Colchicine-induced deafferentation of the hippocampus selectively disrupts cholinergic rhythmical slow wave activity

Abstract

It has been proposed that hippocampal rhythmical slow wave activity (RSA or θ-rhythm) induced by sensory stimulation (atropine-sensitive θ) is generated by the cholinergic septo-hippocampal system. Although ablations of the septum or its projections to the hippocampus disrupt hippocampal RSA, such non-selective lesions damage both cholinergic and non-cholinergic septo-hippocampal inputs. The present study assesses the effects of a selective septal neurotoxic lesion on hippocampal electrical activity. Colchicine, which has been reported to be selectively toxic to cholinergic neurons in the medial septum, was injected into the right lateral ventricle, and electrodes were implanted bilaterally into the dorsal hippocampus of female Sprague-Dawley rats.
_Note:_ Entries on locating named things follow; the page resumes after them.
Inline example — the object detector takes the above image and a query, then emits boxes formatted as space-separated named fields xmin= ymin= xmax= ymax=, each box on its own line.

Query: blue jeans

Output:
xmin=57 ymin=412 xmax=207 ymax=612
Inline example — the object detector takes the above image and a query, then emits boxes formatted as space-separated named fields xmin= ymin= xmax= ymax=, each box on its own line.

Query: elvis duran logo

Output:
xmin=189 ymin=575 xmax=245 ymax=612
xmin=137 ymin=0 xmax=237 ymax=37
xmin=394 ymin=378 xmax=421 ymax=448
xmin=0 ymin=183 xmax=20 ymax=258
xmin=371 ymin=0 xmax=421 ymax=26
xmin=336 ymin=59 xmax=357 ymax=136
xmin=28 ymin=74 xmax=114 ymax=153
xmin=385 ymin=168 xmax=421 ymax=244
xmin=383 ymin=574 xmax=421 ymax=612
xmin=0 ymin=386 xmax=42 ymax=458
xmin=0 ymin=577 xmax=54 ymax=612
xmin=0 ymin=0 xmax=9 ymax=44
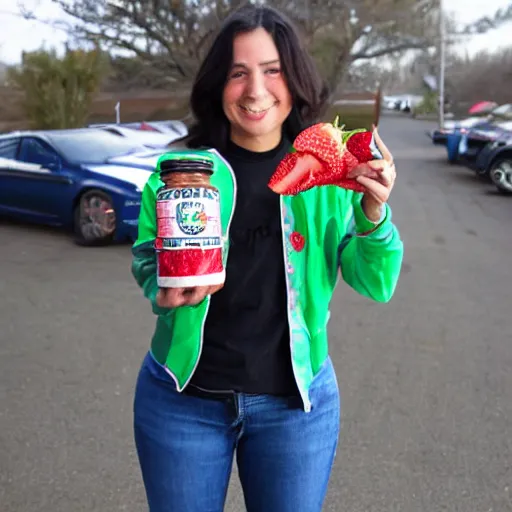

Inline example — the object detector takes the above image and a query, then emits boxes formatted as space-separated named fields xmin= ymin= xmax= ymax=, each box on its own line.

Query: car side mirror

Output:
xmin=43 ymin=159 xmax=61 ymax=171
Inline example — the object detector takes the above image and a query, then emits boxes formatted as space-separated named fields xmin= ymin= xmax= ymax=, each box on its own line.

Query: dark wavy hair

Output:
xmin=183 ymin=4 xmax=328 ymax=152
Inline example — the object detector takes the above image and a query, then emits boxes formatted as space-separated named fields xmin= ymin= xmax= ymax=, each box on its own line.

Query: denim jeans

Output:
xmin=134 ymin=354 xmax=340 ymax=512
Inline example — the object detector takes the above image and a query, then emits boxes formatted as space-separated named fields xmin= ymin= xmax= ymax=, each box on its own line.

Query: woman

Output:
xmin=133 ymin=6 xmax=403 ymax=512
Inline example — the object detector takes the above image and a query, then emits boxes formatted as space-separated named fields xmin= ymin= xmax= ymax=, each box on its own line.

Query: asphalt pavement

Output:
xmin=0 ymin=116 xmax=512 ymax=512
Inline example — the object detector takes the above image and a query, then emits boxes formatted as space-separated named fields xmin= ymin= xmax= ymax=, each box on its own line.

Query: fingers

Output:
xmin=156 ymin=288 xmax=187 ymax=308
xmin=373 ymin=127 xmax=393 ymax=167
xmin=347 ymin=165 xmax=382 ymax=179
xmin=156 ymin=284 xmax=223 ymax=308
xmin=356 ymin=176 xmax=389 ymax=203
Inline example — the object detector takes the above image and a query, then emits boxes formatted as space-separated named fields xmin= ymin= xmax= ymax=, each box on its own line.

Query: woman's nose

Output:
xmin=245 ymin=72 xmax=267 ymax=99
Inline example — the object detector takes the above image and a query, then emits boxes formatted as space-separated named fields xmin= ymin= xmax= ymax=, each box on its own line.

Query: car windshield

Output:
xmin=491 ymin=103 xmax=512 ymax=119
xmin=48 ymin=129 xmax=146 ymax=163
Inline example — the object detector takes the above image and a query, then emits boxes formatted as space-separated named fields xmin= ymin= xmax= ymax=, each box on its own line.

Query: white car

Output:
xmin=96 ymin=124 xmax=186 ymax=149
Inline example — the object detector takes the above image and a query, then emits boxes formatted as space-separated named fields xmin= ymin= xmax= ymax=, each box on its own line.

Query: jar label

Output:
xmin=156 ymin=187 xmax=222 ymax=249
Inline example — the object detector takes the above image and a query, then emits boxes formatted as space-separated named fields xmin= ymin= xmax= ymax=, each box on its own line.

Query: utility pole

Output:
xmin=439 ymin=0 xmax=446 ymax=129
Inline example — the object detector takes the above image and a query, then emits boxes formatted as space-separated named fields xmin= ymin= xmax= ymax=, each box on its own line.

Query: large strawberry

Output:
xmin=269 ymin=118 xmax=376 ymax=195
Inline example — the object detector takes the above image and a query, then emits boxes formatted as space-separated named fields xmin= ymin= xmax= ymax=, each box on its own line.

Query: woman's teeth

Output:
xmin=240 ymin=105 xmax=272 ymax=114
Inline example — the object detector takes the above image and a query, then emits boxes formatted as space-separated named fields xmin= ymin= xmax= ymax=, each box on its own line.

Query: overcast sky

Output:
xmin=0 ymin=0 xmax=512 ymax=64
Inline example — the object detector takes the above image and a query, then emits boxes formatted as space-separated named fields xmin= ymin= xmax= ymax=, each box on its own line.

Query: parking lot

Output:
xmin=0 ymin=115 xmax=512 ymax=512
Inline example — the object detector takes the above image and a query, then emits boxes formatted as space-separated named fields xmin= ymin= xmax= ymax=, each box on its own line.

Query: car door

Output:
xmin=18 ymin=137 xmax=72 ymax=222
xmin=0 ymin=137 xmax=23 ymax=212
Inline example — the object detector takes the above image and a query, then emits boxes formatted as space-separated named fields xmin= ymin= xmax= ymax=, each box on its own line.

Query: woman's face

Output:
xmin=222 ymin=28 xmax=292 ymax=151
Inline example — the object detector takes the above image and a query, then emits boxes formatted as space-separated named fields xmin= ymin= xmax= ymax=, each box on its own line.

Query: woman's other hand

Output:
xmin=156 ymin=285 xmax=223 ymax=308
xmin=349 ymin=128 xmax=396 ymax=222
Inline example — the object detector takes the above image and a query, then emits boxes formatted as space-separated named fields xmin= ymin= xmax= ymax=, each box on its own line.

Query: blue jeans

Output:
xmin=134 ymin=354 xmax=340 ymax=512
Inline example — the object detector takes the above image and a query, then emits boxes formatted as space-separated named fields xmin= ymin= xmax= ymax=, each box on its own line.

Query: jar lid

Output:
xmin=158 ymin=157 xmax=213 ymax=175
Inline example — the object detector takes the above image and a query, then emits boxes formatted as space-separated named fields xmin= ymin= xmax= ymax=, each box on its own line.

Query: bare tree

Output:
xmin=16 ymin=0 xmax=512 ymax=90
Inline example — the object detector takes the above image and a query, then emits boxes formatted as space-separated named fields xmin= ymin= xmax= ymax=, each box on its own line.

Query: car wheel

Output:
xmin=489 ymin=158 xmax=512 ymax=194
xmin=74 ymin=190 xmax=116 ymax=245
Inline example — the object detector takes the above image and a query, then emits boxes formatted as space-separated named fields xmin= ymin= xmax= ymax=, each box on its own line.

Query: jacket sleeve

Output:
xmin=132 ymin=173 xmax=171 ymax=315
xmin=338 ymin=193 xmax=404 ymax=302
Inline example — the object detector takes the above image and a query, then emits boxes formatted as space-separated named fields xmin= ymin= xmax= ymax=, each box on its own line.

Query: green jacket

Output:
xmin=132 ymin=150 xmax=403 ymax=412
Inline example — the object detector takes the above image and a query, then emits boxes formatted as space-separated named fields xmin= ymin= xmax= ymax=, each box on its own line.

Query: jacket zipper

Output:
xmin=279 ymin=196 xmax=311 ymax=412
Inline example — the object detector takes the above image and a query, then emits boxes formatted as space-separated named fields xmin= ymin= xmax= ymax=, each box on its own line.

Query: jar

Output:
xmin=155 ymin=154 xmax=226 ymax=288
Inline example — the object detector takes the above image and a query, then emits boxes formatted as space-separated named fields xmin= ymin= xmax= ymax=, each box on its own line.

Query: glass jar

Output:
xmin=155 ymin=155 xmax=226 ymax=288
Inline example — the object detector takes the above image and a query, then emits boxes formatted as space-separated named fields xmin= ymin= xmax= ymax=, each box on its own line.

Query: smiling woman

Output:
xmin=132 ymin=5 xmax=402 ymax=512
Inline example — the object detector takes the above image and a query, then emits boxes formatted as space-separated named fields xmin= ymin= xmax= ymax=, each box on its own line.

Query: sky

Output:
xmin=0 ymin=0 xmax=512 ymax=64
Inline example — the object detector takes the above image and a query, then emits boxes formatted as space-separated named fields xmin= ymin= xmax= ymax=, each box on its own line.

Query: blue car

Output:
xmin=0 ymin=128 xmax=163 ymax=245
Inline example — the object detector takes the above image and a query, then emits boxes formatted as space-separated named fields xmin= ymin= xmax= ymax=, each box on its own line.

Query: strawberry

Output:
xmin=268 ymin=118 xmax=377 ymax=195
xmin=347 ymin=132 xmax=375 ymax=162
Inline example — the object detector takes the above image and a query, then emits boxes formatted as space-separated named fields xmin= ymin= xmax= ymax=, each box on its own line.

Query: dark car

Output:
xmin=0 ymin=128 xmax=163 ymax=244
xmin=476 ymin=134 xmax=512 ymax=194
xmin=428 ymin=103 xmax=512 ymax=163
xmin=459 ymin=121 xmax=512 ymax=178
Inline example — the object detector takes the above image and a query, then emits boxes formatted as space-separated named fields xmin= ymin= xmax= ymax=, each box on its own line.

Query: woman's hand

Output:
xmin=156 ymin=285 xmax=223 ymax=308
xmin=349 ymin=127 xmax=396 ymax=222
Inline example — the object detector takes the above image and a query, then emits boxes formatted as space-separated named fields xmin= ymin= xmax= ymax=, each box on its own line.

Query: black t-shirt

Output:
xmin=191 ymin=139 xmax=298 ymax=395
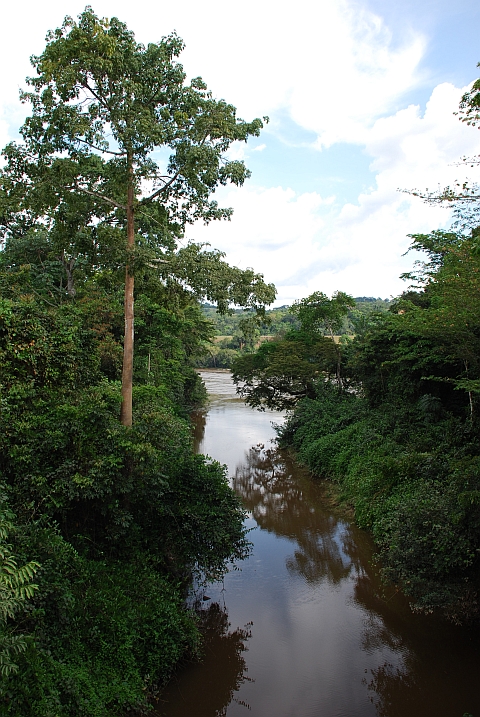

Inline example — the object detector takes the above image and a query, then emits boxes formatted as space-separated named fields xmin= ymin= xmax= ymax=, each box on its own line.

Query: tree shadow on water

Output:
xmin=233 ymin=444 xmax=364 ymax=584
xmin=155 ymin=603 xmax=251 ymax=717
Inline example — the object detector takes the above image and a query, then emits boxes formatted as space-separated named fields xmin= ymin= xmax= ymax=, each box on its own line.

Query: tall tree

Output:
xmin=3 ymin=7 xmax=266 ymax=426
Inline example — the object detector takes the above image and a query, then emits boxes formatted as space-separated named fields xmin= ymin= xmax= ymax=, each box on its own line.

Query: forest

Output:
xmin=0 ymin=2 xmax=480 ymax=717
xmin=0 ymin=8 xmax=275 ymax=717
xmin=233 ymin=231 xmax=480 ymax=623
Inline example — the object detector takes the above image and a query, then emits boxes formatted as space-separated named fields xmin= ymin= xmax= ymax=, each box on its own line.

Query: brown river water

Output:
xmin=156 ymin=371 xmax=480 ymax=717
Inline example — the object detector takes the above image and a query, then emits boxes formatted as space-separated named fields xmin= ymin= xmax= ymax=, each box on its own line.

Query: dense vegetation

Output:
xmin=234 ymin=232 xmax=480 ymax=620
xmin=197 ymin=296 xmax=391 ymax=368
xmin=0 ymin=8 xmax=275 ymax=717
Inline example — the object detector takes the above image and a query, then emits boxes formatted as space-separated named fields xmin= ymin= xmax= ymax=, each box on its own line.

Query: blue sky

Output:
xmin=0 ymin=0 xmax=480 ymax=304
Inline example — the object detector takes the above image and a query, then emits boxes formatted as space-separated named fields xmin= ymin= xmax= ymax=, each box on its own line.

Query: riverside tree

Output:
xmin=0 ymin=7 xmax=274 ymax=426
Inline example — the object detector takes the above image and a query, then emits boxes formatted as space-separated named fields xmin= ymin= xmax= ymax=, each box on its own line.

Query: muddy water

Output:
xmin=158 ymin=372 xmax=480 ymax=717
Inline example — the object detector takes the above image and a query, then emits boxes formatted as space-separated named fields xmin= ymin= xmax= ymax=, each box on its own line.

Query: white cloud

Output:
xmin=189 ymin=84 xmax=480 ymax=304
xmin=0 ymin=0 xmax=425 ymax=145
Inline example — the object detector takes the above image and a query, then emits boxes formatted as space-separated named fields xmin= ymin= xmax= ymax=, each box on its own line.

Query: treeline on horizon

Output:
xmin=0 ymin=7 xmax=275 ymax=717
xmin=233 ymin=230 xmax=480 ymax=623
xmin=232 ymin=64 xmax=480 ymax=625
xmin=196 ymin=296 xmax=391 ymax=368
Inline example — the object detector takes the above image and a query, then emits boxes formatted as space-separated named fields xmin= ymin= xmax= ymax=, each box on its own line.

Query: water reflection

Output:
xmin=160 ymin=374 xmax=480 ymax=717
xmin=233 ymin=445 xmax=354 ymax=584
xmin=156 ymin=603 xmax=251 ymax=717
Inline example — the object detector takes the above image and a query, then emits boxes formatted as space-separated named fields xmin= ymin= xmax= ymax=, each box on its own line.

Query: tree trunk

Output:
xmin=120 ymin=154 xmax=135 ymax=426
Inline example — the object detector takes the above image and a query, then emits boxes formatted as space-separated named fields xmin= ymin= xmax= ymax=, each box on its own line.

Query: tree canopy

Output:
xmin=0 ymin=7 xmax=274 ymax=425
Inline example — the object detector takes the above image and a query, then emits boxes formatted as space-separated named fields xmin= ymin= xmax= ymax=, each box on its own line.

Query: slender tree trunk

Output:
xmin=120 ymin=153 xmax=135 ymax=426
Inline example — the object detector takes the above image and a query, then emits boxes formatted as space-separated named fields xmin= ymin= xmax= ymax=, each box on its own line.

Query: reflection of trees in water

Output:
xmin=156 ymin=603 xmax=251 ymax=717
xmin=233 ymin=444 xmax=359 ymax=584
xmin=233 ymin=445 xmax=480 ymax=717
xmin=192 ymin=411 xmax=207 ymax=453
xmin=354 ymin=544 xmax=480 ymax=717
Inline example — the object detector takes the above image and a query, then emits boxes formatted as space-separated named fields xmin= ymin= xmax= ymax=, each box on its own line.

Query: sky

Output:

Hippocampal electrical activity was recorded 10–14 days later from the ipsilateral (colchicine-treated) and contralateral (control) hemispheres during locomotor activity or immobility. RSA ranging from 6.3 to 8.7 Hz was evoked in both hippocampi during mobility. Following i.p. administration of an anesthetic dose of urethane, hippocampal RSA at a frequency of 4 Hz could be elicited in the control hemisphere ( n = 12) of all animals by pinching the tail. RSA was absent in 6 of 9 animals in the colchicine-treated hemisphere. RSA from control and treated hemispheres persisting after urethane administration was abolished by 5 mg/kg of scopolamine, thus verifying its cholinergic nature. A decrease in the number of choline acetyltransferase (ChAT)-immunoreactive neurons in the medial septum and a depletion of acetylcholinesterase (AChE)-straining in the hippocampus were evident in the hemisphere ipsilateral to cochicine administration. These data support the spectal pacemaker hypothesis of hippocampal θ-rhythm and further demonstrate the neurotoxic effect of colchicine on septo-hippocampal cholinergic neurons by the induction of a functional alteration. The selective disruption of cholinergic neurons in the medial septum by colchicine provides a means to dissociate the contribution of septal cholinergic and non-cholinergic components to hippocampal electrical activity.